Uncharted 3 and Being a Little Too Flashy for your Own Good

July 27, 2012 § Leave a comment

You have to be in the right mindset to enjoy Uncharted 3: Drake’s Deception.

That sentance looks a bit weird written down doesn’t it? I mean the Uncharted series has always been the most mainstream of mainstream games. The kind you can quite easily use to sell consoles without worrying whether the masses will ‘get it’. It’s enjoyable in a very obvious way, punchy, satisfying, and beautiful to look at.

So I suppose it was me that was in the wrong mindset when I booted up Drake’s Deception for the first time. Two games contributed to this, Dark Souls and Skyrim. Both had a negative impact on my first few hours as Nathan Drake for different reasons.


It’s obvious why it would be a bad idea to go straight from a game as expansive as Skyrim to one as linear to Uncharted. I’m not trying to make the arguement that one style of game is intrinsically better than the other, but it’s jarring when your expectations are so out of step with what’s playing out on the screen in front of you.

Even ignoring the fact that Skyrim’s overall structure is completely non-linear, with any number of side-quests constantly tempting you off the main path, the missions themselves likewise never force you down one path. For the majority of my time with the game I played as a stealthy archer. I would spend as much time as possible sneaking through missions, picking off enemies at a distance, and only engage them in melee combat when my own actions left me with no other choice.


Naughty Dog take a completely different approach with Uncharted. You’re able to sneak by undetected for only as long as the game will allow it. When you’re meant to be discovered for the purposes of a huge gunfight, you better believe that’s going to happen. No matter how gingerly you try to edge past a group of enemies, if you’re meant to be fighting them, they’ll be sending hot lead your way in no time at all.

I’ll admit I spent less time with Dark Souls than I did Skyrim (I blame my lack of composure), but there was a great deal it did that I enjoyed. It’s been pointed out numerous times that when you die in Dark Souls you are under no illusion that it was the game’s fault. This is achieved through numerous means, not least the fact that the game never takes control away from you. It might infuriate you when an enemy sneaks up behind you, but when it comes down to it, there was nothing stopping you from preventing that.


Uncharted meanwhile is constantly at great pains to make sure you’re looking in exactly the right direction.

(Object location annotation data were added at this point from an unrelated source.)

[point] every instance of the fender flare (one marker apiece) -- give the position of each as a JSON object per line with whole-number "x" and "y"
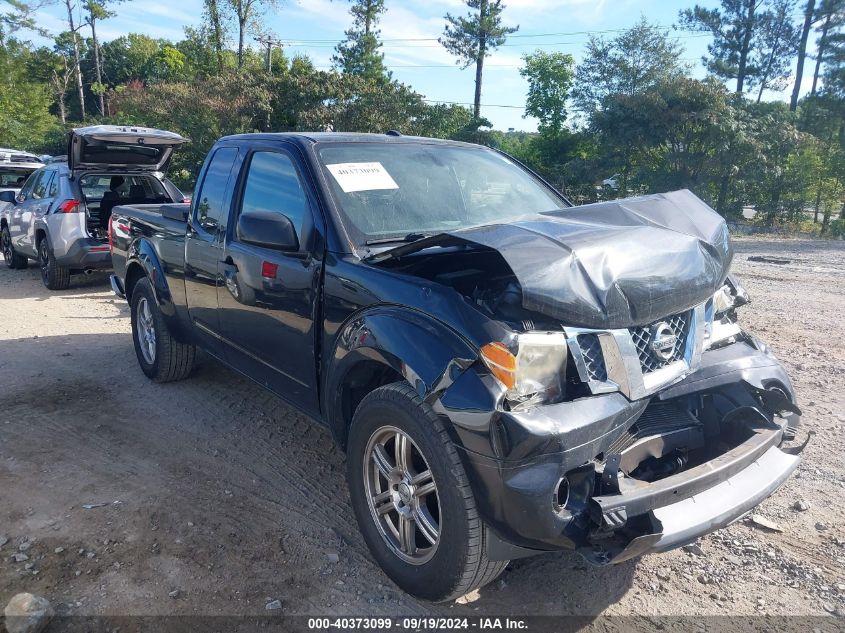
{"x": 424, "y": 351}
{"x": 142, "y": 253}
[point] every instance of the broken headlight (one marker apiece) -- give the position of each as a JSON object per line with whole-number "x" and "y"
{"x": 721, "y": 328}
{"x": 536, "y": 372}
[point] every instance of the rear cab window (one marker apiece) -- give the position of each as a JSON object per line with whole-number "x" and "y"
{"x": 273, "y": 185}
{"x": 211, "y": 210}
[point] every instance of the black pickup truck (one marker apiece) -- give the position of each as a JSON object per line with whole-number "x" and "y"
{"x": 507, "y": 373}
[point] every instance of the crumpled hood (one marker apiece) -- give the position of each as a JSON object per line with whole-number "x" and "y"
{"x": 611, "y": 264}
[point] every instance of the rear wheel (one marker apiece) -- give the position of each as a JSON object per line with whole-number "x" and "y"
{"x": 412, "y": 499}
{"x": 162, "y": 357}
{"x": 13, "y": 260}
{"x": 55, "y": 277}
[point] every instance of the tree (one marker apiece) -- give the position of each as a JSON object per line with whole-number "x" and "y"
{"x": 809, "y": 14}
{"x": 247, "y": 13}
{"x": 54, "y": 68}
{"x": 735, "y": 32}
{"x": 633, "y": 62}
{"x": 24, "y": 103}
{"x": 778, "y": 43}
{"x": 830, "y": 49}
{"x": 550, "y": 77}
{"x": 217, "y": 30}
{"x": 359, "y": 54}
{"x": 665, "y": 137}
{"x": 473, "y": 37}
{"x": 97, "y": 10}
{"x": 72, "y": 29}
{"x": 20, "y": 15}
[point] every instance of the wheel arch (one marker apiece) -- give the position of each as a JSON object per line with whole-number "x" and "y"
{"x": 143, "y": 262}
{"x": 390, "y": 344}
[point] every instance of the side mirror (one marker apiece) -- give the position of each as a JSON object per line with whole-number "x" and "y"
{"x": 267, "y": 229}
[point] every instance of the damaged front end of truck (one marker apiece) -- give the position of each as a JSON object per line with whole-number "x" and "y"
{"x": 622, "y": 409}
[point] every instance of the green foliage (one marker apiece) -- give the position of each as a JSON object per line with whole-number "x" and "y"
{"x": 754, "y": 41}
{"x": 24, "y": 103}
{"x": 478, "y": 33}
{"x": 633, "y": 62}
{"x": 473, "y": 37}
{"x": 550, "y": 77}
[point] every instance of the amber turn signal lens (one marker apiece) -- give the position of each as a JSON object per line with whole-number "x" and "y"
{"x": 501, "y": 362}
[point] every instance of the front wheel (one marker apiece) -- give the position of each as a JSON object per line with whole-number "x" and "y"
{"x": 161, "y": 356}
{"x": 412, "y": 500}
{"x": 55, "y": 277}
{"x": 13, "y": 260}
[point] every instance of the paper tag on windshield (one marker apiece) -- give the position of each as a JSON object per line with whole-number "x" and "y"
{"x": 361, "y": 176}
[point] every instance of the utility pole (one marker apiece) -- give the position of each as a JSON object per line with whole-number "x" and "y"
{"x": 269, "y": 42}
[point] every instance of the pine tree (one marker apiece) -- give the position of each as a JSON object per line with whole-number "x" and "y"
{"x": 473, "y": 37}
{"x": 359, "y": 53}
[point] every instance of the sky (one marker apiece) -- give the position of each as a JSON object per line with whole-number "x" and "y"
{"x": 409, "y": 30}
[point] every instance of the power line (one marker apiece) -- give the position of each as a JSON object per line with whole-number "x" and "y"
{"x": 299, "y": 44}
{"x": 515, "y": 36}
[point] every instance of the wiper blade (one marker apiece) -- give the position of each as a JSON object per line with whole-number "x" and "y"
{"x": 398, "y": 239}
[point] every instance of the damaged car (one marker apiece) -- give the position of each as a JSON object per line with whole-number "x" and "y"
{"x": 508, "y": 374}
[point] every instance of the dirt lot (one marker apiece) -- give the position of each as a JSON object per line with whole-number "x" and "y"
{"x": 212, "y": 497}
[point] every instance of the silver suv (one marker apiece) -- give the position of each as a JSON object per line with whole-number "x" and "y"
{"x": 61, "y": 215}
{"x": 15, "y": 168}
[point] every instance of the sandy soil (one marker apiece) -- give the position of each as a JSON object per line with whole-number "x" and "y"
{"x": 212, "y": 497}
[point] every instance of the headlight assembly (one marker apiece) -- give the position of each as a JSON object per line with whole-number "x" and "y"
{"x": 536, "y": 372}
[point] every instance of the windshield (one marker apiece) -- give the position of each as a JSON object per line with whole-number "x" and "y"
{"x": 393, "y": 190}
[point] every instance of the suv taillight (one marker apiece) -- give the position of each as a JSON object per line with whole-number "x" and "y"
{"x": 69, "y": 206}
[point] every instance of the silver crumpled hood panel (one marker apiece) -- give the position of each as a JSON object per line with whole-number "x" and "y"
{"x": 612, "y": 264}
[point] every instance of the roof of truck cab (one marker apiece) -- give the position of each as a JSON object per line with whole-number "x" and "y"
{"x": 309, "y": 138}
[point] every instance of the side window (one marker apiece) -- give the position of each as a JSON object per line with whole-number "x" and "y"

Sometimes it’s purely aesthetic, serving to show you an amazingly constructed view of the level, and sometimes it serves to show you the path you should be taking. Both are certainly worthy causes, but the fact remains that for the most part I felt like I had the camera situation under control, and felt frustrated the moment my right-analogue stick was disabled.

The sum total of this is that I often felt like I was playing Uncharted 3 in someone elses house. Someone else who has owned the game for longer than I have and would constantly take the controller from me to show me something cool.

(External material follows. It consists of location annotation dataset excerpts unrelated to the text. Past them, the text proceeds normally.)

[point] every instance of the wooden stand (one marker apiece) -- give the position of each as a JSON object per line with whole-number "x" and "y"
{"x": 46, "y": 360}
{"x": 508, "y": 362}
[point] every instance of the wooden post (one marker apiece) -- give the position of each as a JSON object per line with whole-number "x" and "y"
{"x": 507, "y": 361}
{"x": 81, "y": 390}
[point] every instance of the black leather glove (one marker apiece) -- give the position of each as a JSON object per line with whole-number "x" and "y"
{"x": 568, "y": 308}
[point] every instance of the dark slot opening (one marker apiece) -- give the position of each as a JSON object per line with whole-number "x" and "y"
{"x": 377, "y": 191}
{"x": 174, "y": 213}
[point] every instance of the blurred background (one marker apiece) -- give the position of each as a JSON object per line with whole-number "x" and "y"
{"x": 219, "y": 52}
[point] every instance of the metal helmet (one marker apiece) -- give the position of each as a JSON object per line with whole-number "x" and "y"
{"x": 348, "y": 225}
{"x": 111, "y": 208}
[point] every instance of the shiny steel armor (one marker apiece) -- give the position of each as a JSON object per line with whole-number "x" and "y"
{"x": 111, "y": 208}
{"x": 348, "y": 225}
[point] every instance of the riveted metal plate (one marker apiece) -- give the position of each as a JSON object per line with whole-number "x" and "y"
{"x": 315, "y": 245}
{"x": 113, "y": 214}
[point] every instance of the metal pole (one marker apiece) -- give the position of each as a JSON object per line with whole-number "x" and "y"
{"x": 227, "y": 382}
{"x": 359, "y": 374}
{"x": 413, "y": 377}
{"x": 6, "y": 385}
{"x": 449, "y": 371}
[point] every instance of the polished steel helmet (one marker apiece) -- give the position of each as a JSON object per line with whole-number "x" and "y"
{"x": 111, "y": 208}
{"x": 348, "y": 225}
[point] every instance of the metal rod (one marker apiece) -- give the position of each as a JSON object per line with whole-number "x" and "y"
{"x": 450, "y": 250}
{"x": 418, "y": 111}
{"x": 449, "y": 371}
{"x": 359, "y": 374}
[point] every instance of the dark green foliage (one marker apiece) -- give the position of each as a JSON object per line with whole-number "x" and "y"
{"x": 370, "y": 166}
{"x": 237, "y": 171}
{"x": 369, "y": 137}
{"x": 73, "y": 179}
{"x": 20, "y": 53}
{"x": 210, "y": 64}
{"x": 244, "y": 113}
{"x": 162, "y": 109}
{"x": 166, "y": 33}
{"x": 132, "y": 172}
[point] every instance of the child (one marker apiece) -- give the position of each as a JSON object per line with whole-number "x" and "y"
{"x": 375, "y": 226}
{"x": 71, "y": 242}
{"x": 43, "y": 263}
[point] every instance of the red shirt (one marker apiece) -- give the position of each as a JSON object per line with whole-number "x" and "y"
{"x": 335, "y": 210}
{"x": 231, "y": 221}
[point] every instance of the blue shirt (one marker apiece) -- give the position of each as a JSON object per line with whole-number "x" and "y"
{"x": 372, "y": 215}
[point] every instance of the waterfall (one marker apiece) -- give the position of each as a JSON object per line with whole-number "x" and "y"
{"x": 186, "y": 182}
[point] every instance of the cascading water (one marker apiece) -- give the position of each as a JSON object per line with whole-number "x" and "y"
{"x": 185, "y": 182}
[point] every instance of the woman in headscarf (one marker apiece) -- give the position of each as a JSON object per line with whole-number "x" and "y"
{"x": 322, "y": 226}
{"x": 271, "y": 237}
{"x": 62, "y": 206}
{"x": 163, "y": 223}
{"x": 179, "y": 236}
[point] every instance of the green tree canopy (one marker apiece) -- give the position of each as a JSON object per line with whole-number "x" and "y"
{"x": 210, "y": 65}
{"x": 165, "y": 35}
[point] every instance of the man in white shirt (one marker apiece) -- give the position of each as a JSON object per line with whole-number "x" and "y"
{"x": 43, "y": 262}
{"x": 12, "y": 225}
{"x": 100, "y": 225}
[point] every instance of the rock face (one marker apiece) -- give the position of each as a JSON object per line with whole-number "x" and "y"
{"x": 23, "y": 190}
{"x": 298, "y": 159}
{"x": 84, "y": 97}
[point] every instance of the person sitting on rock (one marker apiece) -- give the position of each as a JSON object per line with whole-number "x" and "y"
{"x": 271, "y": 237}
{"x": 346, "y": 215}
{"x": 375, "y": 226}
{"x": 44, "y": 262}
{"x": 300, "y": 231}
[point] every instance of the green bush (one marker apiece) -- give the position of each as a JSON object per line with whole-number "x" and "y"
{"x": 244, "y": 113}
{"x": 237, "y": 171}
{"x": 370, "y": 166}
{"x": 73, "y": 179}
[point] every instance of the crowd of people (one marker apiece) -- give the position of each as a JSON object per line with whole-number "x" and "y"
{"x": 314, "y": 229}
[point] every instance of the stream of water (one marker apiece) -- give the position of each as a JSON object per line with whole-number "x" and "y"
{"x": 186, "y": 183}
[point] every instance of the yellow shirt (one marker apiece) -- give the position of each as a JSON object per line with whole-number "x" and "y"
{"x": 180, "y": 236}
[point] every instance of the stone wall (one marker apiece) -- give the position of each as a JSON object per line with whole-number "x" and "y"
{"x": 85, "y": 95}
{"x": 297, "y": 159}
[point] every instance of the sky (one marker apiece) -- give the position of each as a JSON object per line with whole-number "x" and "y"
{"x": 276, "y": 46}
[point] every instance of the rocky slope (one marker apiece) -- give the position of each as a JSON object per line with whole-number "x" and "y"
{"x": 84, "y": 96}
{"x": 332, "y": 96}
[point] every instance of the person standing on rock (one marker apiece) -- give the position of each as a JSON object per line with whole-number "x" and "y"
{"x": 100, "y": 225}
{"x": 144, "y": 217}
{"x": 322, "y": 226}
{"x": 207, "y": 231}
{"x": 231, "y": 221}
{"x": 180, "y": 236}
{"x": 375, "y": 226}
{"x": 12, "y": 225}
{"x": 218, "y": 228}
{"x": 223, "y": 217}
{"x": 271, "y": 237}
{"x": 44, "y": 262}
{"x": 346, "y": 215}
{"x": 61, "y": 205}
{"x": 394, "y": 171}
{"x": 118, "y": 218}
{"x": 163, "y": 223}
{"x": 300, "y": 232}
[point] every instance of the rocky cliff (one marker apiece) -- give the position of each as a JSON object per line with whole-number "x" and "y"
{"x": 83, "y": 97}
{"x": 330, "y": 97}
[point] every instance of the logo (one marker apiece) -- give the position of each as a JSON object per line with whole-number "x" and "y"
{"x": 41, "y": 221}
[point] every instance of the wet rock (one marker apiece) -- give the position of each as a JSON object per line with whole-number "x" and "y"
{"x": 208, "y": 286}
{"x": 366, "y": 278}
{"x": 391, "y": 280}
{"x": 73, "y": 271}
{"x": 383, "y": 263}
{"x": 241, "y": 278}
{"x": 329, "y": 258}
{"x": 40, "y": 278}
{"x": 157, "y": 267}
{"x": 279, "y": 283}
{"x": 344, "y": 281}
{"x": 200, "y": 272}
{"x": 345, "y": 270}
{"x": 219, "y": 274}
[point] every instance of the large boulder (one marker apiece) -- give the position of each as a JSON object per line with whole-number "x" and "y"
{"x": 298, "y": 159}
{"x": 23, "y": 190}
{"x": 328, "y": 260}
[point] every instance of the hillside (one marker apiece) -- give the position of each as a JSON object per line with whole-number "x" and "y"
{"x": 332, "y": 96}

When the game’s intentions and my own were in sync it worked well, but these moments were few and far between. At other times I was dying alot; not because the game was particularly taxing, but because I wasn’t doing exactly what I was supposed to be doing, in the short amount of time needed to make it look swanky. During the worst of these moments the game completely broke down, its usually keen sense of pacing ruined by a series of quick restarts as I tried to work out the exact script laid out before me.

This article has turned out very negatively so I feel I should clarify; I did ultimately enjoy my time with Drake’s Deception. There was a moment abount a quarter of my way into the game where I stopped caring about my lack of control and just let Naughty Doy lead me through their adventure by the nose. When I was able to do this I found myself experiencing one of the best blockbuster games out there. It reeks of production values, looks amazing, and has a sense of scale few other action games even try to come close to.

Sure there’s nothing that really matches the jaw-dropping set-piece of the train level from ‘Among Theives’, and I’m still struggling to name any gameplay changes that were made for this entry in the series, but the game as a whole chugs along nicely.

So final words? Fun but perhaps a tad bland. Like a summer blockbuster really, which may have been entirely the point.